Department of Neurology, Hospital de la Santa Creu i Sant Pau, Barcelona, Spain.
Department of Neurology, Hospital de la Santa Creu i Sant Pau, Barcelona, Spain; Movement Disorders Unit, Department of Neurology, Hospital de la Santa Creu i Sant Pau, Spain; Center for Networked Biomedical Research in Neurodegenerative Diseases (CIBERNED, Carlos III Health Institute (ISCIII), Madrid, Spain.
Parkinsonism Relat Disord. 2024 Nov;128:107127. doi: 10.1016/j.parkreldis.2024.107127. Epub 2024 Sep 17.
Heterozygous variants in the glucocerebrosidase (GBA1) gene are the most common genetic risk factor for Parkinson's Disease (PD). GBA1-PD patients exhibit earlier disease onset, severe motor impairment, and heightened cognitive decline. Deep Brain Stimulation (DBS) offers motor improvement for PD patients, but its cognitive effects, particularly in GBA1-PD, are debated.
This study involved 96 PD patients who underwent subthalamic nucleus DBS at Hospital de la Santa Creu i Sant Pau between 2004 and 2023. Clinical and neuropsychological assessments were conducted pre- and post-surgery, focusing on Mattis Dementia Rating Scale (MDRS) and Frontal Systems Behavior Scale (FrSBe). Patients were categorized into GBA1-PD and non-GBA1-PD groups, with non-GBA1-PD further divided into cognitive fast-progressors and slow-progressors.
GBA1 variants were present in 13.5 % of patients. GBA1-PD patients showed greater cognitive decline over time, particularly in attention, conceptualization, and memory, compared to non-GBA1-PD. Non-GBA1-PD fast-progressors exhibited significant cognitive deterioration in initiation and conceptualization within the first year post-DBS. Motor outcomes improved similarly across all groups, but slow-progressors showed a greater reduction in Levodopa Equivalent Daily Dose (LEDD).
GBA1-PD patients experience more rapid cognitive decline, particularly in posterior-cortical and fronto-striatal functions.

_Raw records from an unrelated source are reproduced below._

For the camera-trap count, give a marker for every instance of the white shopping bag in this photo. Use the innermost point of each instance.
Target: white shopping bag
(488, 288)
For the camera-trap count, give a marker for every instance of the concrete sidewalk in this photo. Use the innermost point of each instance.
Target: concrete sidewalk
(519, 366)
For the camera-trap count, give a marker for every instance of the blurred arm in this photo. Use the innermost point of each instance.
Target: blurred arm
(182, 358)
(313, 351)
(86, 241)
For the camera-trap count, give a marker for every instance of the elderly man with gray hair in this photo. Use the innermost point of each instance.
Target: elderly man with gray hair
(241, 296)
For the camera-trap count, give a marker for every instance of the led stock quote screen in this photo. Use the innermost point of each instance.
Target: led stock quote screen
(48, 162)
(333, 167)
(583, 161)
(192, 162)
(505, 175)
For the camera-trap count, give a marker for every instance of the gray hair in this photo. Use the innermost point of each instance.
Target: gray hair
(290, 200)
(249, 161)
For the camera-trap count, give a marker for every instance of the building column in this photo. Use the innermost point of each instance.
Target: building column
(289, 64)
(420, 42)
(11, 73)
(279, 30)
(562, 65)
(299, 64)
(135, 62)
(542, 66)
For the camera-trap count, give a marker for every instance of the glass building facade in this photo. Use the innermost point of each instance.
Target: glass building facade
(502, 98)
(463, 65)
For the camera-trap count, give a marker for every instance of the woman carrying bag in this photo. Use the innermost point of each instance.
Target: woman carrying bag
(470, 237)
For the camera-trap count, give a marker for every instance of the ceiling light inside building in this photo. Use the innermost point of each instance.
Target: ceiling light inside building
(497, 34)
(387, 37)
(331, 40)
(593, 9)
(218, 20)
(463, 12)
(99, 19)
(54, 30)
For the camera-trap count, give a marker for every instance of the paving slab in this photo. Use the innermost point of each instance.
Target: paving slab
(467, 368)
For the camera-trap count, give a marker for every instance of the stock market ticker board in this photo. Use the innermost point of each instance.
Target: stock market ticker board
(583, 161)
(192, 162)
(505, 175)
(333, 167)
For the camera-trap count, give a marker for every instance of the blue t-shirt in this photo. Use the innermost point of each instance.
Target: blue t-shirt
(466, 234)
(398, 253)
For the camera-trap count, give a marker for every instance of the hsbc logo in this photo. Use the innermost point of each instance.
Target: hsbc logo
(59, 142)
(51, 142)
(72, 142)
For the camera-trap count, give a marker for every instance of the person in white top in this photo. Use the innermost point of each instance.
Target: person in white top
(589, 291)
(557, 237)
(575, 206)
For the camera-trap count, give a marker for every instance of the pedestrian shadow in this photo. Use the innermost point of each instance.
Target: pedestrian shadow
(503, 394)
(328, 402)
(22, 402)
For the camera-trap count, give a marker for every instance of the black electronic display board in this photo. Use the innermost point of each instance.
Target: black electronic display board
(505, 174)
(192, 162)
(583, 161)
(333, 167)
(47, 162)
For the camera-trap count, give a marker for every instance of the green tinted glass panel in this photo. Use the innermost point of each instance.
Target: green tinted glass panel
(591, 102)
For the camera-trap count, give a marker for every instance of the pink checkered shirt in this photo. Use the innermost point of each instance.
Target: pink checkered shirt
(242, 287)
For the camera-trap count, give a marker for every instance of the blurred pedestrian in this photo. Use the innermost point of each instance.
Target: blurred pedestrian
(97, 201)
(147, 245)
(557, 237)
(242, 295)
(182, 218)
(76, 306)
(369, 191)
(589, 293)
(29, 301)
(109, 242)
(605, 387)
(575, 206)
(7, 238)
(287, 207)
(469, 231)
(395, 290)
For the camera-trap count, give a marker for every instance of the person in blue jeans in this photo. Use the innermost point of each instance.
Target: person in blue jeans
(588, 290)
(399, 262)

Additionally, a subset of non-GBA1-PD patients shows significant early cognitive decline post-DBS, especially in executive functions. Baseline MDRS scores do not predict cognitive outcomes, highlighting the need for further research to refine prognostic tools. Despite cognitive challenges, GBA1-PD patients benefit from DBS in terms of motor outcomes, underscoring the importance of individualized assessments for DBS suitability, regardless of genetic status.

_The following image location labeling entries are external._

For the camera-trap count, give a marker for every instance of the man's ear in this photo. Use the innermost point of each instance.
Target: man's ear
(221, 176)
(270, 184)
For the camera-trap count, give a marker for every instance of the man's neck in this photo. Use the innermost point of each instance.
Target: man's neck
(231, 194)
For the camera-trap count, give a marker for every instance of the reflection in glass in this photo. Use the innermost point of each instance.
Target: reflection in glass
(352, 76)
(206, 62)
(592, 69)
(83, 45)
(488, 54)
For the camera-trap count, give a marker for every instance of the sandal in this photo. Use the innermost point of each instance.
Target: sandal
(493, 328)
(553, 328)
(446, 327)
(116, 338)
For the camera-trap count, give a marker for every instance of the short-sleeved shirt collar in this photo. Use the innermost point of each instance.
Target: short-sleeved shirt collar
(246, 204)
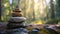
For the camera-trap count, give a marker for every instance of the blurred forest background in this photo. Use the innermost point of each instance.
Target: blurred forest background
(36, 11)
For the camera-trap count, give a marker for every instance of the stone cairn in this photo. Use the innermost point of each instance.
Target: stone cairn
(17, 20)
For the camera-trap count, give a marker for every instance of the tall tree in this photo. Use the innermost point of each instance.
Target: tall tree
(52, 9)
(58, 8)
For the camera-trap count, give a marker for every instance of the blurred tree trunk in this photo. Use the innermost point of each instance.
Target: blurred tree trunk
(52, 9)
(0, 9)
(33, 10)
(58, 8)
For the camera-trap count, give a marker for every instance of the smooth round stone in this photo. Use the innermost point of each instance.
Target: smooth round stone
(17, 19)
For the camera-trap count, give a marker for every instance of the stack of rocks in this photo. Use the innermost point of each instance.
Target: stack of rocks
(16, 24)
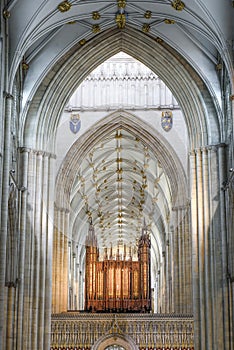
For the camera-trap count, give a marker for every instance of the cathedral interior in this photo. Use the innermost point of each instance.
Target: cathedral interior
(117, 175)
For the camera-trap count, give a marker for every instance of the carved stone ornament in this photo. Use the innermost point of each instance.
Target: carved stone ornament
(64, 6)
(178, 5)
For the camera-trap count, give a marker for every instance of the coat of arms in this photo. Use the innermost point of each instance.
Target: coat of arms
(166, 120)
(75, 123)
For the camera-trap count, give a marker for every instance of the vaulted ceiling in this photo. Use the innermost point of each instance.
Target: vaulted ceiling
(42, 31)
(120, 172)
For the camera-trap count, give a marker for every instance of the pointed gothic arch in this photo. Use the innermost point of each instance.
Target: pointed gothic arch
(43, 111)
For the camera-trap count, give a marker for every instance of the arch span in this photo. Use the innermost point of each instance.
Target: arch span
(54, 90)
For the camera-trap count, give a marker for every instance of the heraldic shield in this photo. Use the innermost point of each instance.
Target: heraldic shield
(166, 120)
(75, 123)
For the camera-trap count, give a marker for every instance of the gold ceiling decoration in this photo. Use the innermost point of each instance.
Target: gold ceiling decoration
(178, 5)
(82, 42)
(96, 28)
(145, 28)
(169, 21)
(64, 6)
(121, 3)
(96, 15)
(148, 14)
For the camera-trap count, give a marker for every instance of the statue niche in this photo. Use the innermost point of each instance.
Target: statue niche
(117, 284)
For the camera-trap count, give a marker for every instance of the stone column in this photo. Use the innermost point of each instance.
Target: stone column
(34, 292)
(209, 249)
(7, 101)
(60, 261)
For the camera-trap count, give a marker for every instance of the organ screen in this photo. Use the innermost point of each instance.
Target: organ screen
(116, 283)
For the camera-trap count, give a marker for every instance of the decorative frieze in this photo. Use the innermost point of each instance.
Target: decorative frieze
(82, 331)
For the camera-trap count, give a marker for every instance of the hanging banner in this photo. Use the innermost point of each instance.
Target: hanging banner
(75, 123)
(166, 120)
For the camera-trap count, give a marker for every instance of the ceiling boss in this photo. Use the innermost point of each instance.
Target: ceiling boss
(121, 15)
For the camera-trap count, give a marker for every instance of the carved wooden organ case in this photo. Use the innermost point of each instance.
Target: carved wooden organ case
(116, 283)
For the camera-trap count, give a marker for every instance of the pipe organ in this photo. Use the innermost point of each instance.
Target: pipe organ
(117, 283)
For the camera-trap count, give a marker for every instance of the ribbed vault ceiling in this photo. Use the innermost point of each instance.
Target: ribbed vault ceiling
(120, 183)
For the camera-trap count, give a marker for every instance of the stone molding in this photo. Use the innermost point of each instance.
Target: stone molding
(83, 330)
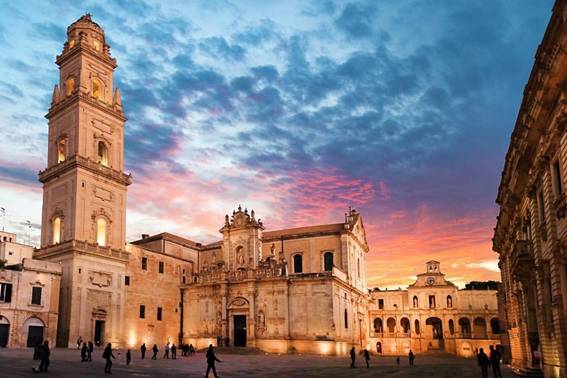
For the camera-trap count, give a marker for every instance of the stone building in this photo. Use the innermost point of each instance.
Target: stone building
(29, 295)
(433, 314)
(531, 232)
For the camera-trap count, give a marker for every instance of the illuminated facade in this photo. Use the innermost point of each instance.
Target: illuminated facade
(531, 232)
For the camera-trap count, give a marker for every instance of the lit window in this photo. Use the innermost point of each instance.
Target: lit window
(102, 154)
(69, 86)
(97, 89)
(56, 226)
(101, 232)
(61, 150)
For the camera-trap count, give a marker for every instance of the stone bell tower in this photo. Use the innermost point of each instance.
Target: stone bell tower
(84, 188)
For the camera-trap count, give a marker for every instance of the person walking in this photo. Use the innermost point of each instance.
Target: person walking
(494, 358)
(352, 357)
(483, 362)
(211, 359)
(155, 350)
(84, 352)
(143, 350)
(90, 350)
(44, 357)
(166, 349)
(107, 355)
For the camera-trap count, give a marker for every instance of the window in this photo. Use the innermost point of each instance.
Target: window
(101, 232)
(328, 261)
(297, 264)
(557, 178)
(97, 89)
(5, 292)
(56, 228)
(36, 295)
(69, 86)
(61, 150)
(102, 153)
(432, 301)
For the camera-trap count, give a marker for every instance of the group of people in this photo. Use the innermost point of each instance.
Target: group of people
(366, 353)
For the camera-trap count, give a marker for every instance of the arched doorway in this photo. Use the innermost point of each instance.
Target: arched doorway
(434, 333)
(4, 331)
(34, 328)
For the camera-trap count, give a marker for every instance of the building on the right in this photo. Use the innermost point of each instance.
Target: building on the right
(531, 231)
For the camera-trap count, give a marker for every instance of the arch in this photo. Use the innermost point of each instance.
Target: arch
(98, 89)
(328, 261)
(378, 326)
(61, 149)
(479, 327)
(391, 324)
(101, 231)
(434, 328)
(404, 323)
(56, 227)
(298, 263)
(69, 85)
(495, 325)
(465, 327)
(102, 153)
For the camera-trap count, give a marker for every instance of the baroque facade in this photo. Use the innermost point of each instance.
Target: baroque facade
(299, 289)
(531, 232)
(29, 295)
(433, 314)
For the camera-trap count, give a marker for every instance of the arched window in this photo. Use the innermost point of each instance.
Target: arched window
(101, 232)
(328, 261)
(69, 86)
(102, 153)
(97, 89)
(61, 150)
(297, 264)
(56, 229)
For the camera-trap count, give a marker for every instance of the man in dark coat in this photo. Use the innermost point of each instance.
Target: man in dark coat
(107, 355)
(211, 359)
(483, 362)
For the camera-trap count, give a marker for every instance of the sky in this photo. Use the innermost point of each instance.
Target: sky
(296, 109)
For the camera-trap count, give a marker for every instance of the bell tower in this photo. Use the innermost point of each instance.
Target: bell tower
(84, 187)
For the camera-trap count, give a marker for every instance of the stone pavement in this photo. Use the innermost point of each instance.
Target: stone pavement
(66, 363)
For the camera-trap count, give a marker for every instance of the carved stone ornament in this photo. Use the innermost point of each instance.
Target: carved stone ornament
(100, 279)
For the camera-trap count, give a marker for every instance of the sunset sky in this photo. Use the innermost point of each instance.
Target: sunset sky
(297, 109)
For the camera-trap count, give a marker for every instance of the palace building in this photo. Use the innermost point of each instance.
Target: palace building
(531, 232)
(292, 290)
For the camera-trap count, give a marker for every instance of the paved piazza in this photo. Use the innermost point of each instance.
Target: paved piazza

葡萄糖脑苷脂酶(GBA1)基因的杂合变体是帕金森病(PD)最常见的遗传风险因素。GBA1-PD 患者的疾病发病更早,运动功能受损更严重,认知能力下降更为明显。脑深部电刺激(DBS)为 PD 患者提供了运动改善,但它对认知的影响,特别是在 GBA1-PD 中,仍存在争议。

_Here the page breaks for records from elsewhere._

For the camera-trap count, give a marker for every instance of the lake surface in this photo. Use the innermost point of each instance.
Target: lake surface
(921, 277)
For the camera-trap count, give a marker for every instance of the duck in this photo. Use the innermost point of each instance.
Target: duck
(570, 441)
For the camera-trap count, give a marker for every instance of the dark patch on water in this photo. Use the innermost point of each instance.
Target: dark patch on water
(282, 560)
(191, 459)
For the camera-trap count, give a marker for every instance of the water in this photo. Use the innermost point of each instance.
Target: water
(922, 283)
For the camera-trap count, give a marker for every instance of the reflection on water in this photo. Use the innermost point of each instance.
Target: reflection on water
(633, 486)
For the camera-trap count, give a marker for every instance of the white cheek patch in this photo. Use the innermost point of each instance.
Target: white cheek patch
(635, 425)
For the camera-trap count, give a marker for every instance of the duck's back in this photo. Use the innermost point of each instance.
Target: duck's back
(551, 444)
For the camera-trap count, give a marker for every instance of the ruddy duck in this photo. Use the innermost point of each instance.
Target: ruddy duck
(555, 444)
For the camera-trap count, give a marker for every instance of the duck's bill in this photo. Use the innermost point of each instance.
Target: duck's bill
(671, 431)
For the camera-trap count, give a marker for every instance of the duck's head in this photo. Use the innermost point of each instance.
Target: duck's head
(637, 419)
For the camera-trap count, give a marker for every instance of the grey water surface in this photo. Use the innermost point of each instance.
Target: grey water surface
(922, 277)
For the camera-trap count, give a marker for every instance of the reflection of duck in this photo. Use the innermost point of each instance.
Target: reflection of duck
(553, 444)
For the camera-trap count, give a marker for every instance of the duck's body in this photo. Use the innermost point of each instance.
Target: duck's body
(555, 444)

本研究纳入了 96 例于 2004 年至 2023 年期间在 Hospital de la Santa Creu i Sant Pau 接受丘脑底核 DBS 的 PD 患者。在手术前后进行了临床和神经心理学评估,重点评估了 Mattis 痴呆评定量表(MDRS)和额叶系统行为量表(FrSBe)。患者分为 GBA1-PD 和非 GBA1-PD 组,非 GBA1-PD 进一步分为认知快速进展者和缓慢进展者。
13.5%的患者存在 GBA1 变异。与非 GBA1-PD 患者相比,GBA1-PD 患者随时间推移认知能力下降更为明显,尤其是在注意力、概念化和记忆力方面。非 GBA1-PD 快速进展者在 DBS 后第一年的启动和概念化方面表现出显著的认知恶化。所有组的运动结果改善相似,但缓慢进展者的左旋多巴等效日剂量(LEDD)降低幅度更大。
GBA1-PD 患者经历更快的认知衰退,特别是在后皮质和额纹状体功能方面。此外,一部分非 GBA1-PD 患者在 DBS 后出现显著的早期认知衰退,尤其是在执行功能方面。基线 MDRS 评分不能预测认知结果,这突出表明需要进一步研究以完善预后工具。尽管存在认知挑战,但 GBA1-PD 患者在运动结果方面受益于 DBS,这凸显了无论遗传状况如何,对 DBS 适用性进行个体化评估的重要性。